I distinctly remember a quote my mom told me in high school: “I’m scared things will change, and I’m scared they won’t.” I was scared of high school never changing, because high school was a dark time for me, and I couldn’t wait for college. And then things changed, and I went to college, and I was scared about all of this independence, new classes, and bus routes. I wanted things to go back to high school, which I so desperately tried to leave. It’s really no different to what’s happening now. Things are changing, and it’s scary. You were given your own time, your own choices, and it feels like it’s being taken away. You feel like you’re going back to eighteen year old you.

Except you’re not.

You’re twenty-one or twenty-two. You’ve matured. You’ve grown up. You’ve made new friends, new memories. You’re an adult now (a real one, who’s learned how to survive on their own for four years.) You’ve done enough to pass your classes. Get a degree. Things are so different, and even though it feels like going back home is going to completely suck, you’re not erasing everything you’ve experienced. You’re different now. You’re stronger. Older. You’re more in control. We live in an age where we have so many options to stay connected with people and are given so many new opportunities than what we had during our teenage years. Friends will grow apart; this is inevitable, but you do have some say in keeping in touch through social media platforms and Skype. You have the option of getting different jobs through apps like Handshake and LinkedIn, so you’re not stagnant and can be flexible in your line of work.
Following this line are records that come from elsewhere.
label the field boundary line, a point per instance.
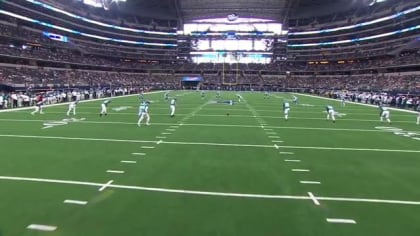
(208, 193)
(210, 144)
(212, 125)
(356, 103)
(81, 101)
You have the option to make life far more exciting and challenging with your work and your choices because we have those options available to us the way we didn’t have it in high school. You’re smarter, you’re qualified, and you’re capable of amazing things. You have much more control than you once did, and this little fact is what’s keeping me from completely freaking out about leaving college.

Things are going to be very different, but then again, so are you.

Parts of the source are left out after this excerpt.